Audi A1 e-tron Concept

Audi A1 e-tron Concept

Can there ever be such a thing as too much honesty when it comes to frank discussions about your company policy? Normally we’d say no, but when you start to sow the seeds of doubt about the thing you’re trying to sell we’d say otherwise. 

Especially in the case of Christian Klingler, a board member responsible for sales at Volkswagen and Dieter Zetsche, Daimler CEO. In separate events last week both men warned that electric car market share expectations may be overly optimistic. 

Both complained about the duress they felt under to develop electric cars in order to satisfy mandated government targets for low emissions vehicles. 

They also voiced concerns that while electric vehicles are a valid transportation solution for the future, the men envisaged significant technical and financial hurdles would need to be overcome before their respective firms could feel safe making large numbers of electric vehicles. 

At an event last week at VW’s headquarters in Wolfsburg, Germany, auto journalists from around the world were given the chance to drive Volkswagen’s Blue-e-motion all-electric Golf prototype

In a frank round-table discussion at the event, VW’s head of sales explained why he felt electric cars were not ready for the mainstream yet. 

Citing a lack on interest in the marketplace and concerns over range anxiety, Klingler complained that Volkswagen was producing electric cars under pressure from the E.U.

“The electric car is not a request from the customer, the electric car is a request from the government”, he told PluginCars.com. “There will be a market, we are sure. We are not against the electric car... the electric car is one part of the solution”.

Meanwhile in Stuttgart, Germany Daimler’s CEO was also complaining about the push from the E.U. to build electric cars.  He said that electric cars, while a possible future solution, were currently being overly hyped.

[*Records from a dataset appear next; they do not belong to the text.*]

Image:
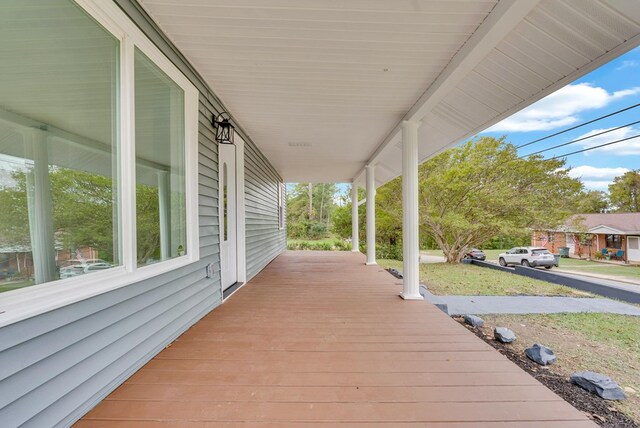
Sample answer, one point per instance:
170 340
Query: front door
227 214
571 243
633 248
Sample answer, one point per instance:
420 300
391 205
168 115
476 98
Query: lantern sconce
224 128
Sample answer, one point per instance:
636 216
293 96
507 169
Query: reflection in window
58 144
225 186
160 164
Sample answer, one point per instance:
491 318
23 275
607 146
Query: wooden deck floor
319 339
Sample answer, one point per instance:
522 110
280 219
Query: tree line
478 193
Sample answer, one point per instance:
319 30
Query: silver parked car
527 256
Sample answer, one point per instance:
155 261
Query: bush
387 251
335 244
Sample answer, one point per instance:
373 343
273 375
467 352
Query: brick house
588 234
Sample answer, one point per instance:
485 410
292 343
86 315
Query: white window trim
27 302
281 206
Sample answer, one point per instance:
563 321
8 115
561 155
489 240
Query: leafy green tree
309 208
592 201
482 189
624 192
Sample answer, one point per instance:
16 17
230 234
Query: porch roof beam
506 15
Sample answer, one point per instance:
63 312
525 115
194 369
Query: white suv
527 256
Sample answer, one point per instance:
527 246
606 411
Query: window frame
24 303
613 241
281 198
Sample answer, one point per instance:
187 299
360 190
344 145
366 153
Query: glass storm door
227 215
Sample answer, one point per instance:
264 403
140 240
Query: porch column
355 244
40 209
371 215
410 244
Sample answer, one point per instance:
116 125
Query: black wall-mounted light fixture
224 128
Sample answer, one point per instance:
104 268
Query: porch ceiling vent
224 128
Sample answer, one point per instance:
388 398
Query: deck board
319 339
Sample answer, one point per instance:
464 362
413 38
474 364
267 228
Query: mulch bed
599 410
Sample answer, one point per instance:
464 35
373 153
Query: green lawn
467 280
604 343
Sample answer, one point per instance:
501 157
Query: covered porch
321 339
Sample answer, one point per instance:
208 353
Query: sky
612 87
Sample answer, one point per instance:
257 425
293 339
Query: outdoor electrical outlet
209 270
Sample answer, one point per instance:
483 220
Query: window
613 241
281 198
59 145
225 202
160 169
76 181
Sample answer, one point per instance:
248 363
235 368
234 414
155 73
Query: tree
624 192
482 189
309 209
592 201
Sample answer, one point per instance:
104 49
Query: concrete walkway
460 305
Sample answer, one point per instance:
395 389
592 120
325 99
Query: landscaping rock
541 354
602 385
504 335
473 320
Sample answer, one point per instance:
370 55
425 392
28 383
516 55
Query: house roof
621 223
322 87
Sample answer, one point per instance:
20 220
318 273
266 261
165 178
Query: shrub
387 251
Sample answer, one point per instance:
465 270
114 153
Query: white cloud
561 108
623 148
596 184
588 171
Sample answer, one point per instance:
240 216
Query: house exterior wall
559 239
549 240
56 366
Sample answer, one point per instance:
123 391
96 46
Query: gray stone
504 335
541 354
602 385
473 320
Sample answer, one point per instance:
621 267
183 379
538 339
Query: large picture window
160 174
98 138
59 147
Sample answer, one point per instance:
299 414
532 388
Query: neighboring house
115 100
588 234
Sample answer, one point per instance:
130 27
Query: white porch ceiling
321 86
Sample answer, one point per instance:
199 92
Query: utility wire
578 126
581 139
594 147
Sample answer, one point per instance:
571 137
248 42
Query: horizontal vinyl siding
264 240
56 366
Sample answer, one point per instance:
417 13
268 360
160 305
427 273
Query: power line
578 126
594 147
581 139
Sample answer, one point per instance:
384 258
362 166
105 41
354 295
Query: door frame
627 249
241 258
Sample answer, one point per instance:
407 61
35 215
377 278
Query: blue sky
611 87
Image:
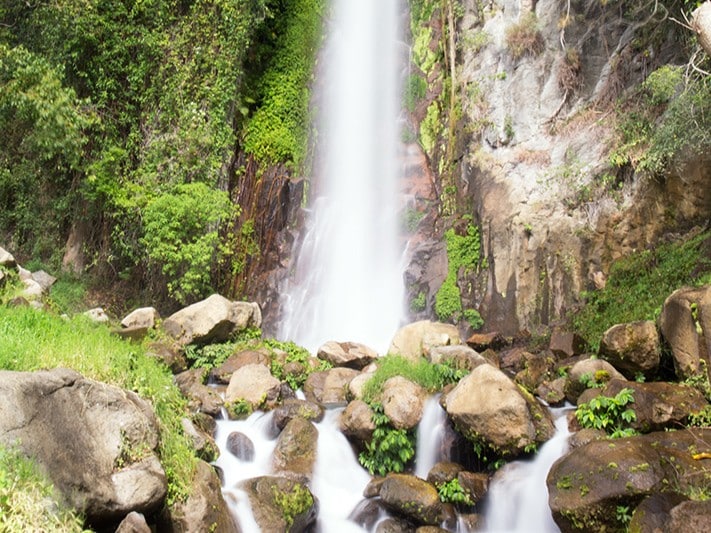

In 10 years’ time, the overall market share of electric cars is likely to be still in the single-digit percentage range”, Zetsche explained, but added the company was still keen on following electric drivetrains because “in the long run there’s no alternative to electric driving”. 

VW and Daimler have multiple electric car test programs planned for the forthcoming years, but have yet to finalize mass production plans. 

We’ve seen the 2013 VW Blue-e-motion electric car up-close and even had a ride in one and think it is almost ready for market now. But VW’s team insist that the car will not reach the marketplace until at least 2012. 

Audi, VW’s luxury subsidiary brand, has wooed us with its e-tron electric and range-extended electric range, most noticeably with its R8-based e-tron electric sportscar. 

Audi also plans a test-program of its A1 e-tron in Munich next year

It's confusing to see such a cold responce from VW's head of Sales. After all, earlier this year, VW was set to dominate the world with electric cars

Daimler’s involvement with electric cars even extends to partnerships with electric car firms Tesla Motors and China’s BYD automotive.  

But despite the working relationship with two electric car firms, Daimler still seems uncommitted on its strategy, even though it has the Smart ForTwo electric drive, A-class E-Cell and SLS AMG E-Cell in testing. 

While it is good to see such honesty from two important figures within VW and Daimler, we’re just confused. Are the German automakers going electric or not?